Hunting in the ancient world
Shooting Times & Country|November 25, 2020
The joy of being out with friends in pursuit of quarry is eternal, says Philip Womack
Hunting in the ancient world

When I’d shot my first hind, and witnessed the gralloch, I dragged it (and another) across the slopes and down a seemingly endless mountain path. There, alone in the snow, I experienced a flash of kinship with our Greek and Roman forebears. This was how Romulus must have felt after he’d despatched a mighty stag with his bare hands. Though, I expect, he probably didn’t have a hangover like mine.
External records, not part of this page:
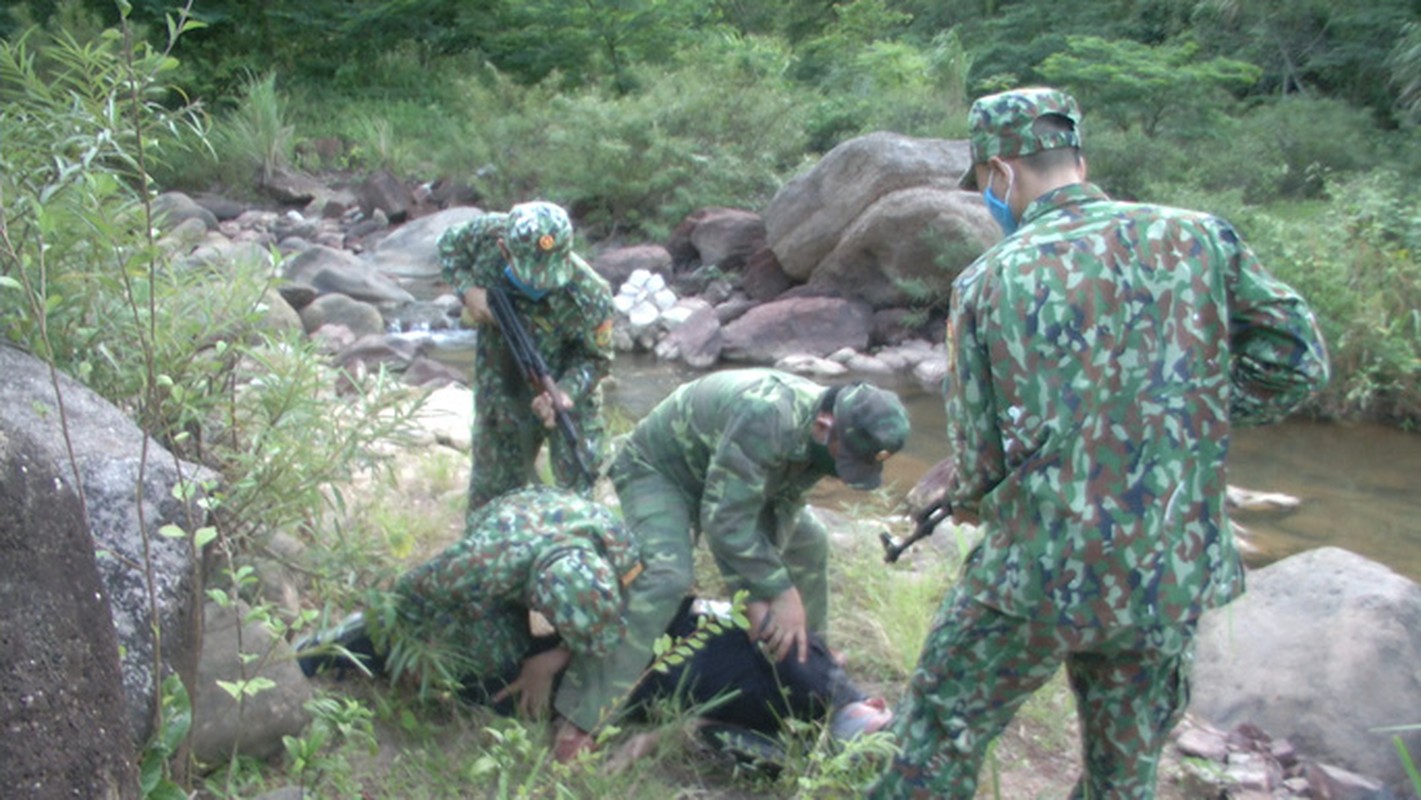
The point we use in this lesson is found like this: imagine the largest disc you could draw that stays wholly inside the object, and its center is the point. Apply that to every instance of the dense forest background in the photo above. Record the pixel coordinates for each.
(1296, 120)
(1293, 118)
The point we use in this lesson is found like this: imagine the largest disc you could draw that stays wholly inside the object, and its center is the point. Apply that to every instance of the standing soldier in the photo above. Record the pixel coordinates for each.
(1097, 358)
(731, 456)
(537, 549)
(567, 310)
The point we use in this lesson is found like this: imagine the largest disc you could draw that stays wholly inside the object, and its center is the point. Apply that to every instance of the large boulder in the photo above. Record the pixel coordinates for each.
(61, 691)
(1323, 651)
(796, 326)
(148, 580)
(921, 236)
(336, 272)
(814, 213)
(411, 252)
(235, 650)
(725, 238)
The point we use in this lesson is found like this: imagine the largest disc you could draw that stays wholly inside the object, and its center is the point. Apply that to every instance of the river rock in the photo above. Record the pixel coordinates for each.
(61, 691)
(171, 209)
(697, 340)
(620, 263)
(1323, 651)
(148, 579)
(361, 319)
(814, 326)
(812, 215)
(255, 729)
(411, 252)
(336, 272)
(725, 238)
(915, 236)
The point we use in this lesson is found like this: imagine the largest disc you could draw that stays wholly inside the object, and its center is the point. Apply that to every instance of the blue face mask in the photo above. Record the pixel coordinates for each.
(535, 294)
(1001, 212)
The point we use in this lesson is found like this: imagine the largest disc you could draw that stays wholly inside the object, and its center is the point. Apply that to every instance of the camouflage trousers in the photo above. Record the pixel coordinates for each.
(508, 436)
(979, 665)
(661, 516)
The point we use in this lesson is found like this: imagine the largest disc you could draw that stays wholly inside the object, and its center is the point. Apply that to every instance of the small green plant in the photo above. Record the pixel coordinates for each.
(314, 756)
(155, 773)
(1404, 753)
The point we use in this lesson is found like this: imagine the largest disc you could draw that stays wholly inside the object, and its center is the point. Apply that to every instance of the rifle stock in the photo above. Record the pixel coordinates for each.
(525, 351)
(928, 520)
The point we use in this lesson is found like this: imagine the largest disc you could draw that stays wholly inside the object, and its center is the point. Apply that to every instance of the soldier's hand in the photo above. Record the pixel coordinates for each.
(476, 306)
(544, 409)
(570, 742)
(535, 682)
(780, 624)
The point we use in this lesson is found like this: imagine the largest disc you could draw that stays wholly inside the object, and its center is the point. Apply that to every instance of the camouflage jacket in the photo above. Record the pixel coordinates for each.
(1097, 360)
(476, 594)
(571, 326)
(739, 446)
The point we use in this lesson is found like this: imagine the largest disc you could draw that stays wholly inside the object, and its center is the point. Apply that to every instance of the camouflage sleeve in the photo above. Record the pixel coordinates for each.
(590, 353)
(1278, 354)
(971, 404)
(469, 255)
(733, 502)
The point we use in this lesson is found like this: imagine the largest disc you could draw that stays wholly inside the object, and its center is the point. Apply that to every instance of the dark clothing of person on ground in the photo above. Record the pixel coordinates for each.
(729, 458)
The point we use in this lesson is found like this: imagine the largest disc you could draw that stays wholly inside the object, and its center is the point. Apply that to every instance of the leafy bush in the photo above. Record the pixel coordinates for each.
(1354, 262)
(1288, 148)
Eventually, I found the gillie and my companions waiting in the jeep. I was both exhausted and exhilarated. We loaded the carcasses into the back, I jumped up beside them and we drove home for a solid supper, with some much-needed cocktails.

No such handy vehicle was available in antiquity — not even, necessarily, horses. The ancients (mostly) hunted on foot and they carried a lot of kit. At the hunt meets — which would, at first, have been pretty disorganised affairs, with youngsters rounding up their friends hugger-mugger — you would have seen nets and snares, sticks, clubs, javelins, bows and arrows. Some well-prepared chaps would even carry tridents.

You hunted for food and you hunted to protect your flocks and herds. Though Ancient Greek mosaics show hunters naked, you would actually have been wearing a tunic. Subsistence farmers, whose tiny acres could hardly hope to sustain them consistently, hunted to fill their bellies; they also controlled predators. But if you didn’t need the grub, or weren’t a farmer, why do it?